或るワーキングマザーの日記

意識高い素敵なワーキングマザーには全然なれない。素敵な奥様なんてからきし無理。でもなんとかボチボチやってます。

小さな勇敢な人

うちの子供は赤ちゃんの頃から、規定量以上のミルクを飲んでもミルクの吐き戻しを全然しない強靭な胃の食いしん坊だ。

そんな彼がこの間咳をした勢いで吐いてしまった時に、すごく狼狽えて、「口から何か出た!」と叫んでいた。

 

嘔吐とかゲロとか吐くだとか、そういう語彙をまだ知らない3歳が未知の状況を伝える為に編み出した彼なりの表現。かわいい。

 

それから一週間ぐらい、咳をする度に「なんか出ちゃう?」って母に訊いては恐れていた。

 

こんな風に彼の世界には未知の事で溢れている。今まで経験したことのない、絵本でも見た事がなくて、言葉すらわからないことが次々と起こっている。

もちろんその大半は大人にとっては取るに足らないことだ。

でも彼にとっては真新しくて、どうやっていいか分からなくて、自分で出来るか不安な事だ。

 

だいたい、つい2年ほど前までご飯だって食べさせて貰っていたのだ。最初はこぼしてばかりだったスプーンとフォークも、いつしかだいぶこぼさなくなったけれど、それは彼のたゆまぬ努力の結果であり、それでもまだ多分大人が扱うように気安くは使えず(事実ヨーグルトはまだ、最後まで掬えない)、毎食それなりの緊張と集中をしているのだと思う。
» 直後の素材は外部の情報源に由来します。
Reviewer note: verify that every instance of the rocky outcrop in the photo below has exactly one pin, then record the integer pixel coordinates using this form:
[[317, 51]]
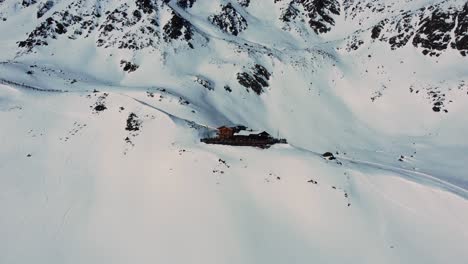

遊んで疲れた日の夕食で、ぐずって母に食べさせて貰おうとするのも、仕方のない事な気がしてくる。

 

多分まだ身の回りの秩序についても完璧な理解はしていなくて、本人は同じ事をしているつもりだけど怒られる時と怒られない時の違いがわからないとか、そういう事もたくさんあると思う。(単に親の機嫌の事もある)

言葉だってまだまだ。理解も限られているし、表現も限られている。発音が悪くて通じない事もある。

 

それでも毎日、ご機嫌にしょうもないイタズラを思いついては「いい事考えた!」ってキラキラの笑顔で言いながら、チャレンジしてる。大体、失敗するか、親に怒られるかだけど。

 

偉い。偉すぎる。

 

 

 

どんな人にもコンフォートゾーンがある。コンフォートゾーンとは、安心できる場所、行動範囲。いつものルーチン。

 

コンフォートゾーンの外は、誰だってなんだか心細いし、居心地が悪い。失敗した時にかっこ悪いし、恥ずかしい。面倒。お金と時間がない。挑戦しない言い訳ならいくつだってある。そしてついつい繰り返しのルーチンな日々を過ごししまう。

 

今の彼のコンフォートゾーンはあまりに小さい。まだまだ出来ない事が多すぎて、普通に生活しているだけで、すぐにコンフォートゾーンからはみ出して、新しい事に挑戦せざるを得なくなっている。その上、毎日目をキラキラさせては、新しい事に挑戦したいと言ってくるのだ(大抵しょーもない事だけど)。

 

 そして事実、彼は、他の多くの子供と同じように、大人と比べると圧倒的な成長を遂げているわけで。

 

日々キラキラの笑顔でコンフォートゾーンの外で挑戦し、知恵を絞り続ける彼を尊敬する。いつも出来る筈の事が出来ない日があっても、心よくお休みにして甘えさせてあげよう。

 

そして、人付き合いの苦手な私に、彼が強制的に運んで来てくれる、コンフォートゾーンの外に出る機会を目一杯楽しもうじゃないか!お友達のママとのお付き合いとか。

 

 そしてそして、私も彼みたいに、自分からコンフォートゾーンの外に出て、新しい事に挑戦しよう。